Abstract
Purpose :
Corneal abrasion is the most common eye injury. If corneal re-epithelialization is not optimal bacterial infection and vision loss can occur. The neutrophil protein CAP37 has wound healing and antimicrobial properties and our goal is to develop therapeutic peptides derived from CAP37 for the treatment of corneal abrasion and vision-threatening bacterial keratitis. This study was designed to identify membrane receptor(s) mediating the wound-healing effects of CAP37 and CAP37-derived bioactive peptides in corneal epithelial cells.
Methods :
Corneal re-epithelialization was measured using a mouse corneal epithelium abrasion model, with and without treatment with CAP37 or derived peptides. To identify the receptors that mediate re-epithelialization induced by CAP37, we used an innovative ligand-based receptor capture method based on a TriCEPS reagent that features (1) an NHS group for coupling with the ligand protein, (2) a hydrazine cross-linker for coupling to the receptor, and (3) a biotin for purification of the complex. Interactions of CAP37 and its bioactive peptides with potential receptor candidates were then confirmed in vitro, using ELISA and far-dot-blotting analysis.
Results :
We found that full-length CAP37 and CAP37-derived peptides based on a specific domain of the native CAP37 could accelerate corneal re-epithelialization in a mouse abrasion model. Using CAP37 coupled with TriCEPS on human corneal epithelial cells, we identified 17 proteins as most likely candidates to interact specifically with CAP37. Surprisingly, none of these candidates was a membrane receptor. Four potential candidates were tested in vitro for interaction with CAP37 and the calgranulin proteins S100-A8 and S100-A9 were confirmed to interact specifically and significantly with CAP37 and two of the bioactive peptides tested.
Conclusions :
S100-A8 and S100-A9 are ligands of the receptor for advanced glycation end-products (RAGE) and are important players in ocular surface inflammatory diseases through the activation of Toll-like receptor 4 (TLR4).

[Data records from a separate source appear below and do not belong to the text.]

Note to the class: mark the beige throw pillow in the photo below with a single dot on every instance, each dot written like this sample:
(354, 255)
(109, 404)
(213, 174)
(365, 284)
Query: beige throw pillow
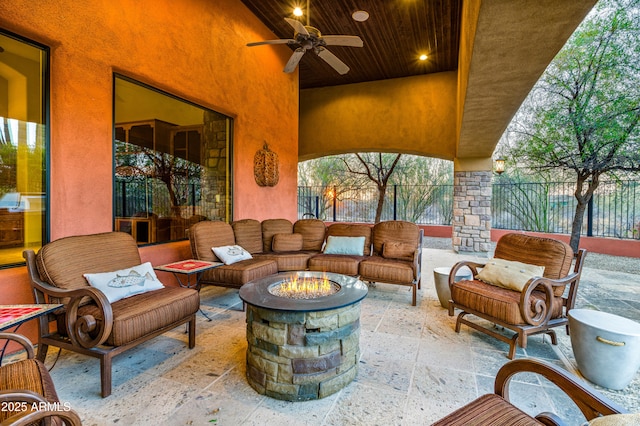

We speculate that a physical interaction of CAP37 and its peptides with S100-A8 and S100-A9 could modulate the activation of RAGE and/or TLR4 on corneal epithelial cells, thus promoting corneal wound healing. These findings will be key to optimization and translation of CAP37-derived peptides into innovative therapeutics with the dual effects of killing pathogens and promoting wound healing.
This is an abstract that was submitted for the 2017 ARVO Annual Meeting, held in Baltimore, MD, May 7-11, 2017.